Encourage and correct

Rom 15:14-21

‘My brothers, I am quite sure that you, in particular, are full of goodness, fully instructed and capable of correcting each other. But I have special confidence in writing on some points to you, to refresh your memories, because of the grace that was given to me by God. I was given grace to be a minister of Christ Jesus to the gentiles, dedicated to offer them the gospel of God, so that gentiles might become an acceptable offering, sanctified by the Holy Spirit. So I can be proud, in Christ Jesus, of what I have done for God. Of course I can dare to speak only of the things which Christ has done through me to win the allegiance of the gentiles, using what I have said and done, by the power of signs and wonders, by the power of the Spirit of God. In this way, from Jerusalem and all round, even as far as Illyricum, I have fully carried out the preaching of the gospel of Christ; and what is more, it has been my rule to preach the gospel only where the name of Christ has not already been heard, for I do not build on another’s foundations; in accordance with scripture: Those who have never been told about him will see him, and those who have never heard about him will understand’

Authentic pastoral service requires speaking to the community about its positive as well as its negative sides. This can be seen, for example, in the letters that the glorified Lord addresses to the churches of Asia Minor in the first chapters of Revelation (2 and 3). Also in the passage from the Letter to the Romans that we have heard today, we recognise that St. Paul assumes this responsibility. On the one hand, he praises the community and is convinced that they too can admonish one another in the so-called “correctio fraterna”. On the other hand, in some passages of the letter he wrote to them “with a certain boldness”, to remind them of what may have been forgotten or overlooked. In any case, the congregation of Rome knew that the Apostle cared for them and was showing them his love. It would be a “false love” to overlook problems just to avoid conflict and to be loved by all. A shepherd who acts like this will hardly be able to chase away a wolf that breaks into the flock.

St. Paul makes clear to us the motivation of his work: “That gentiles might become an acceptable offering, sanctified by the Holy Spirit”.

The Apostle is well aware that we must persevere in doing good, and he knows that we easily fall into the temptation to neglect over time what we had set out to do in the way of following Christ. With each neglect, the vivid memory of the resolutions we have made fades and the fervour to put them into practice diminishes more and more.

Let us take as an example a regular prayer life, which is so important for our spiritual growth. Certainly we all agree that it is a good and necessary purpose to take time for God on a regular basis, to deepen our relationship with Him. But then come various circumstances, our laziness, lack of constancy, etc., so that our prayer life cannot become an all-pervading torrent of grace; rather, over time, it is even in danger of drying up. How important it is that someone then reminds us that prayer is the soul of the spiritual life and that without it we will not make progress!
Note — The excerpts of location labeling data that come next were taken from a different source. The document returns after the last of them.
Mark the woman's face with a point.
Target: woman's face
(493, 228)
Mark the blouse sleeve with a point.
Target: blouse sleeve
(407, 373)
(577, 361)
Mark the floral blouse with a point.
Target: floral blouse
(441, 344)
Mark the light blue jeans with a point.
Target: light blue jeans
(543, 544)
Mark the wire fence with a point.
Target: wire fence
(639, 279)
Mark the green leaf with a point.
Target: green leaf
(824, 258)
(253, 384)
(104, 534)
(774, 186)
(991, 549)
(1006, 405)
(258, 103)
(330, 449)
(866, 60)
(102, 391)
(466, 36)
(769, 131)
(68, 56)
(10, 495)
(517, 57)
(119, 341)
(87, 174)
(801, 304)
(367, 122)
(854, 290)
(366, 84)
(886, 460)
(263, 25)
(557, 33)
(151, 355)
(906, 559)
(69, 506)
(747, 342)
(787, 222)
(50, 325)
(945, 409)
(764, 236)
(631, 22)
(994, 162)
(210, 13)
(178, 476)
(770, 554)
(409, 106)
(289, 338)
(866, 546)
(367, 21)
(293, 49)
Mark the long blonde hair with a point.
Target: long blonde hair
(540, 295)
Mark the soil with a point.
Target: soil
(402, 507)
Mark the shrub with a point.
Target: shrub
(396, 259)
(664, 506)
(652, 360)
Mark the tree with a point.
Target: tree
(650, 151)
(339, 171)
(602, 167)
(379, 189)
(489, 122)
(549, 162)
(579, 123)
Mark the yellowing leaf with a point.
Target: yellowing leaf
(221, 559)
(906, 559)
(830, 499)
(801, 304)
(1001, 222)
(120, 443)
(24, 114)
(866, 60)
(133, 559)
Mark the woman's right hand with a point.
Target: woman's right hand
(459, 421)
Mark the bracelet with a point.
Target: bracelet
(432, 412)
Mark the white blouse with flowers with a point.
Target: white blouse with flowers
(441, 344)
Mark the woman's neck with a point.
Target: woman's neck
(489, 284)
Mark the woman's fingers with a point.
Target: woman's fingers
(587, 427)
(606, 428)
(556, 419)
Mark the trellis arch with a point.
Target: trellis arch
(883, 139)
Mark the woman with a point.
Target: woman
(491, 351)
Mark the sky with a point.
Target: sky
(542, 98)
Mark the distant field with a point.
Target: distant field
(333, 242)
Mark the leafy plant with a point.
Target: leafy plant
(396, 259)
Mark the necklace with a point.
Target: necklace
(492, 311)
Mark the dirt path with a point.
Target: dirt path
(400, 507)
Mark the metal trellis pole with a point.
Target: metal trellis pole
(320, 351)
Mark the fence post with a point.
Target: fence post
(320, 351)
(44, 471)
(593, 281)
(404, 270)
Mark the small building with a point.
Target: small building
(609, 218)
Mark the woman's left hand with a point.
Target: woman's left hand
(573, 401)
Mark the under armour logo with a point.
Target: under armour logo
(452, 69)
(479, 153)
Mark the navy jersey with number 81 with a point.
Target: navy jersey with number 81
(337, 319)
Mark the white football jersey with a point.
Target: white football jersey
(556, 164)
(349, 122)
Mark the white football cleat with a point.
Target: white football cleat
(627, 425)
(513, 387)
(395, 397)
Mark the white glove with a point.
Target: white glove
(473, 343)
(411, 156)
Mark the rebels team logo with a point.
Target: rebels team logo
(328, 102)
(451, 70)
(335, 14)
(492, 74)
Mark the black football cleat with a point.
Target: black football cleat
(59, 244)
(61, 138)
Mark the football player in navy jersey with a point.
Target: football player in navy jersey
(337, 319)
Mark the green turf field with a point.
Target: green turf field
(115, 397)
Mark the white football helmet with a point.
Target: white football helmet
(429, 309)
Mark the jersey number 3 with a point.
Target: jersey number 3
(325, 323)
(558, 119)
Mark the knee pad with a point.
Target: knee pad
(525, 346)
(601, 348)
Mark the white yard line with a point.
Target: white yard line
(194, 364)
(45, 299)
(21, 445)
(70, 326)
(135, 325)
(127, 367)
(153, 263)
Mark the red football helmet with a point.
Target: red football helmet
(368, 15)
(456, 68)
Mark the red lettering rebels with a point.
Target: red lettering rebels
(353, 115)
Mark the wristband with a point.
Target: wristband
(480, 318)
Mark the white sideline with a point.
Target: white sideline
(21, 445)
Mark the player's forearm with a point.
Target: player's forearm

So we see that both aspects are important: encouraging and correcting.

Correcting in the right way, as the Apostle Paul does in this letter, is a real “spiritual work of art”, because it is easy to get carried away by negative feelings, such as anger, and then to pass them on when correcting. This creates unnecessary tension. Therefore, before making a correction, one should examine whether one is at peace within oneself and whether the intention of correcting is truly to help the other person in his or her journey with God.

On the other hand, we should also not be afraid to point out important things, even if we are not yet perfect. We should strive to say them with love and to appease our passions, so that the other person will find it easier to accept our correction.

So we can be very grateful when there are good pastors who remind us of what is essential to persevere in following Christ and grow spiritually; and when they confirm us in the authentic Catholic faith and warn us of errors. The latter is an essential part of a pastor’s service, even if we believe that the People of God should be able to distinguish the voice of the Lord from other voices.